In July, the Huffington Post reported on Chris Hehmeyer’s similar perspective:
Chris Hehmeyer, the NFA’s non-executive chairman, defended the organization in an interview with Reuters on Friday, saying the NFA’s insistence on requiring Wasendorf to sign an authorization to check bank balances stopped the fraud in its tracks.
“They are the ones that uncovered this whole thing,” Hehmeyer said of NFA auditors. “If they hadn’t caught him, it could have gotten a lot bigger.”
But the BRG report tells us that it was never NFA’s idea to start electronic confirmations:
According to an NFA director, after 2008, Bank of America, one of the larger banks, sent a letter out saying that they would no longer accept paper confirmation[.]
We’re not as ready to give the NFA credit for catching the fraud in 2012, when the method needed to catch it was forced upon the organization in 2008 by outside forces.
Now, to be fair, Roth and Hehmeyer’s letter did indicate that the Board had voted to take up the recommendations of BRG, which can be found here. Much of the recommendations make a lot of sense, and we’re pleased that the Board is moving forward with implementation (even if specifics are nowhere to be found yet). That being said, while many of these changes will have a positive impact in the future, what about now? Right now, the NFA is still staffed with inexperienced and poorly informed staff auditors. Those auditors are still supervised by inexperienced auditors. And communication and record keeping (as demonstrated in the report) is still shoddy.

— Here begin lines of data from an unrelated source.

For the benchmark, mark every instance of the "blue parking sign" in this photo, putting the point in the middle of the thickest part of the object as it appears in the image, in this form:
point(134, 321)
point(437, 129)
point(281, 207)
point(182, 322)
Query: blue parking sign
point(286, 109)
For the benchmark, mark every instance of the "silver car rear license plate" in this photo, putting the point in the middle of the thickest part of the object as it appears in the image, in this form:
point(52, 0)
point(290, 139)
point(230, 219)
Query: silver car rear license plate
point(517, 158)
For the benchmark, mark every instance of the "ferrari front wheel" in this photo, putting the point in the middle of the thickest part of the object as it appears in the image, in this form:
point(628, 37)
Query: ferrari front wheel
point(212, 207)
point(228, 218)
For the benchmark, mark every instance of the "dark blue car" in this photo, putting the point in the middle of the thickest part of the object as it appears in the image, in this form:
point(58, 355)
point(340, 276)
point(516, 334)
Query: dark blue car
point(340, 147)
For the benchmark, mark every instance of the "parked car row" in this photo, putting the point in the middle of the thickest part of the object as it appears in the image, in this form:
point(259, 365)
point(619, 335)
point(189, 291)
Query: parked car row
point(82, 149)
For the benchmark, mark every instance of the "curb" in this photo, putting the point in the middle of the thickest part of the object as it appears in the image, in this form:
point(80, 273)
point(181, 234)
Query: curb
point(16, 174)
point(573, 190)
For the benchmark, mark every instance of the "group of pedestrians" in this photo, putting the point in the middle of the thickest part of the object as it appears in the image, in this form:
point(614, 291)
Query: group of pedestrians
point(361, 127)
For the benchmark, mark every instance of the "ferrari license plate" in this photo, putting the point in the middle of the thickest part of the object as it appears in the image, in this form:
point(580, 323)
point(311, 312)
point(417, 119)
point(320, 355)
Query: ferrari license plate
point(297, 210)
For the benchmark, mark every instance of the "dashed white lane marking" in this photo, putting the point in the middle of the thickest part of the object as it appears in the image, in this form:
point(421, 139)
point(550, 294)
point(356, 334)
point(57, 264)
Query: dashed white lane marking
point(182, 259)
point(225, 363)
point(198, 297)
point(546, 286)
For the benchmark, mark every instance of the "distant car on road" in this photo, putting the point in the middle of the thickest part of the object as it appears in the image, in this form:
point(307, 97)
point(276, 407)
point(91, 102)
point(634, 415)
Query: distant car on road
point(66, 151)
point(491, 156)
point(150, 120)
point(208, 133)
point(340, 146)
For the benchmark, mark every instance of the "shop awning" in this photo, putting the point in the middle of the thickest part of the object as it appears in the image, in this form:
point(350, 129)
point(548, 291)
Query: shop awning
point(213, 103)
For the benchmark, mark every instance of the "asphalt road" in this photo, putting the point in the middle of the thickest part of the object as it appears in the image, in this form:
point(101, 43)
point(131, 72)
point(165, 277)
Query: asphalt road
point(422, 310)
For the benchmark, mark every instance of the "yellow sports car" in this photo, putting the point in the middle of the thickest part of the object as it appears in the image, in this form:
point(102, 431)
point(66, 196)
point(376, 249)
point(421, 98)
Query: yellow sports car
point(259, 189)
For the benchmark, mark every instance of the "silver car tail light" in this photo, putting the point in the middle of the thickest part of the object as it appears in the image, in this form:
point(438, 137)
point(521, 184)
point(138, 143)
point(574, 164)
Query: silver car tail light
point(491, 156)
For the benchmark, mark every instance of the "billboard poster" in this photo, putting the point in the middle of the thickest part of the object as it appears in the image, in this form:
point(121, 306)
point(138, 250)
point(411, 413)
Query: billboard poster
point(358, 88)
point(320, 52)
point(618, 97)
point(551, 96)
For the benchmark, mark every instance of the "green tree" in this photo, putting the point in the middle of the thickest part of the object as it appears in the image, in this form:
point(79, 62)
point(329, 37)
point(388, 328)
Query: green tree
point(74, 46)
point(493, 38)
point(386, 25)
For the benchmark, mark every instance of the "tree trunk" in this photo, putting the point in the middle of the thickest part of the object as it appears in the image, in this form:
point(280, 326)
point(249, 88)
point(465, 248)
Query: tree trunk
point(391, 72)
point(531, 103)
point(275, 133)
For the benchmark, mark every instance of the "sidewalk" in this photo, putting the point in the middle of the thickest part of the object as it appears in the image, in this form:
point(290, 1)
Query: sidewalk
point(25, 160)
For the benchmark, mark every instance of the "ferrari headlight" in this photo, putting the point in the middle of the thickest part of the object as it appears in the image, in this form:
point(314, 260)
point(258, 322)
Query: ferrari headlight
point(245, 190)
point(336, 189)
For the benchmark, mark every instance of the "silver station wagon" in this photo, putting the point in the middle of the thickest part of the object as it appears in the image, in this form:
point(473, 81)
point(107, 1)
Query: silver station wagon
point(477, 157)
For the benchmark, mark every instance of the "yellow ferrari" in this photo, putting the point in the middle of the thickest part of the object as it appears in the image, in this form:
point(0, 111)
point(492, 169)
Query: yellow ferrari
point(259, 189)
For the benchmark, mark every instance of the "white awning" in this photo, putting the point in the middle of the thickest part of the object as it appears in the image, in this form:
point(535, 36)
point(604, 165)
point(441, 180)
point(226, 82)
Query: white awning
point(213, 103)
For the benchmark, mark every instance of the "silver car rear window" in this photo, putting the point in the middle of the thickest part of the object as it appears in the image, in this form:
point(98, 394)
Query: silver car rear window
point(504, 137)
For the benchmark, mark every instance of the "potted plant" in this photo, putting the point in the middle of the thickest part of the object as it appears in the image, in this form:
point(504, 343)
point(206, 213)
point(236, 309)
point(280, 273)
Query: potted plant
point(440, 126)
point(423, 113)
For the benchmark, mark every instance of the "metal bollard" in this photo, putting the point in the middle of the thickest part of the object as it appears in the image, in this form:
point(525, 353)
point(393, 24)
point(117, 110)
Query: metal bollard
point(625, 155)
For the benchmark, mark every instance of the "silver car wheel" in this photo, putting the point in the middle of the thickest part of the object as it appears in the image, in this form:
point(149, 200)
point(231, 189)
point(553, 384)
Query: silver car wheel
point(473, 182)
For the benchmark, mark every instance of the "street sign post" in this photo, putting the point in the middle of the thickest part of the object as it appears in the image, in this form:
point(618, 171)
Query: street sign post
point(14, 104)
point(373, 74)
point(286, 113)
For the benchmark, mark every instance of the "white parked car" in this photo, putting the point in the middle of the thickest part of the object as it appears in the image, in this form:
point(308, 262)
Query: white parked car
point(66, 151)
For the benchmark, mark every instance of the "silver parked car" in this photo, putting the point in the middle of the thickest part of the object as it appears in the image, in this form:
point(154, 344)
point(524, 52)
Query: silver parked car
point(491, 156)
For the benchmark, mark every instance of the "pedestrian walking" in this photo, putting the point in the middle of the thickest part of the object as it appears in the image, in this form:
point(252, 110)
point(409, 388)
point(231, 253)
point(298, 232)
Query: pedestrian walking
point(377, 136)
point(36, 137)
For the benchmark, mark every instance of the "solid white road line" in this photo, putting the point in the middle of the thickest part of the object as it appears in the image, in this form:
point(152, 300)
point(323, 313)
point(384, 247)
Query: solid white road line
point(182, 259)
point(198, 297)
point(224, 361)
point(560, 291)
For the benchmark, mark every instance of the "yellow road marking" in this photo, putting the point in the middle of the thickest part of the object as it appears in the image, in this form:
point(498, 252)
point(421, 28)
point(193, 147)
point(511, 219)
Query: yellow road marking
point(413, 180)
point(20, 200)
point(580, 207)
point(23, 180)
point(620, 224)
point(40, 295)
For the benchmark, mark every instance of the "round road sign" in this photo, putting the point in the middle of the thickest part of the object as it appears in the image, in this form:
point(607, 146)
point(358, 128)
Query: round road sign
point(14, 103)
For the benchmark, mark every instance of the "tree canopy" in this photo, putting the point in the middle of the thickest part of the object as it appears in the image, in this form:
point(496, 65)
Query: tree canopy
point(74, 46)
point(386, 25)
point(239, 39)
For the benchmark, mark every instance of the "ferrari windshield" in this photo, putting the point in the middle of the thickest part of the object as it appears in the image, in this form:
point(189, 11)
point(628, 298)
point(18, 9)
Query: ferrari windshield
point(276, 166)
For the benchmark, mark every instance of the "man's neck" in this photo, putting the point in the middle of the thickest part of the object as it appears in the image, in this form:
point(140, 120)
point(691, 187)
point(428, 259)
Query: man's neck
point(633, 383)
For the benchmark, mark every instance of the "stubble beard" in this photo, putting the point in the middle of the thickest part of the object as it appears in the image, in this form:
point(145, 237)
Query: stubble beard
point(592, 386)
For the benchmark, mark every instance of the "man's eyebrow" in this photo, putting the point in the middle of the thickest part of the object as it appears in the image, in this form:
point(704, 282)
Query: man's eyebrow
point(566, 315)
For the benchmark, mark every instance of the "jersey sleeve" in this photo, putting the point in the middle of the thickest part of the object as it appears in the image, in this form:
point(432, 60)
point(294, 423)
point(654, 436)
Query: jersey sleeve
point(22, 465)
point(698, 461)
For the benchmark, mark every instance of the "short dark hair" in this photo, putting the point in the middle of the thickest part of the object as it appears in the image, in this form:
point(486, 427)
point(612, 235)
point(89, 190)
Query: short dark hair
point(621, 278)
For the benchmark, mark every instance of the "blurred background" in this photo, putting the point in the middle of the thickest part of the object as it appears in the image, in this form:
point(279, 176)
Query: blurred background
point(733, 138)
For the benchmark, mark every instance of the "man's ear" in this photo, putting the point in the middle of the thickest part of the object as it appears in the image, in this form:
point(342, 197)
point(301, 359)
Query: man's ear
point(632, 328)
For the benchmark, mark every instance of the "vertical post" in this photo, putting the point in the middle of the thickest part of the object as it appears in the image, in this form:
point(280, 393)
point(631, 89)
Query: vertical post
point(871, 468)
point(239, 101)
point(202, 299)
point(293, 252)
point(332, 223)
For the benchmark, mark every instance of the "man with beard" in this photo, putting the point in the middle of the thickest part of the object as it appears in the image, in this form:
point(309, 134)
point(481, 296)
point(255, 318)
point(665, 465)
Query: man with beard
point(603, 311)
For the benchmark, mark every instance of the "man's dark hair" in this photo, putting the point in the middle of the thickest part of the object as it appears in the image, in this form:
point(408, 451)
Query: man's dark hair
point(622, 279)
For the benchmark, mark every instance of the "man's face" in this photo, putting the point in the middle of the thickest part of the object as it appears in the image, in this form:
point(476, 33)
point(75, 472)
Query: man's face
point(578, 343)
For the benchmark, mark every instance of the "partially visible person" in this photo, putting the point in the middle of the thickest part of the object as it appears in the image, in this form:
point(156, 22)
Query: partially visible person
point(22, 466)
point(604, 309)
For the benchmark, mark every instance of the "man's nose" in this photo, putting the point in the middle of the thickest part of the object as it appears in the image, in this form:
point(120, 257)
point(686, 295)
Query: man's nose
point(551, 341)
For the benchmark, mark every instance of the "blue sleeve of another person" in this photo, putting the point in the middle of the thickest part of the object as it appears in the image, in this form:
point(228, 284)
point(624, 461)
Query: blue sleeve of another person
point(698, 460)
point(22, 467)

And what about confirming the segregated bank accounts are indeed qualified as such at the bank? What about reviewing the cash flows out of said segregated accounts? What about accountability for supervisors who don’t supervise, managers who don’t manage, and directors who don’t direct?
On the last note, it seems as though we have our answer. The Wall Street Journal reports:
The board of the National Futures Association on Thursday determined that the regulator’s senior management will stay in their jobs following an external review of the agency, prompted by last year’s collapse of Peregrine Financial Group Inc. […]
However, four top executives will forgo bonus payments for last year, NFA directors ruled Thursday after reviewing a lengthy report on the agency’s culture and oversight practices that was commissioned following the Peregrine debacle.
THAT is accountability? A handful of people get a one-time pay dock? Color us unimpressed.
Look, it’s great that we’re moving in the right direction, but there’s still a lot of work to be done. Let’s start with being honest about the contents of this report, and then address the (in)experience of the auditors we’ve charged with protecting our industry today.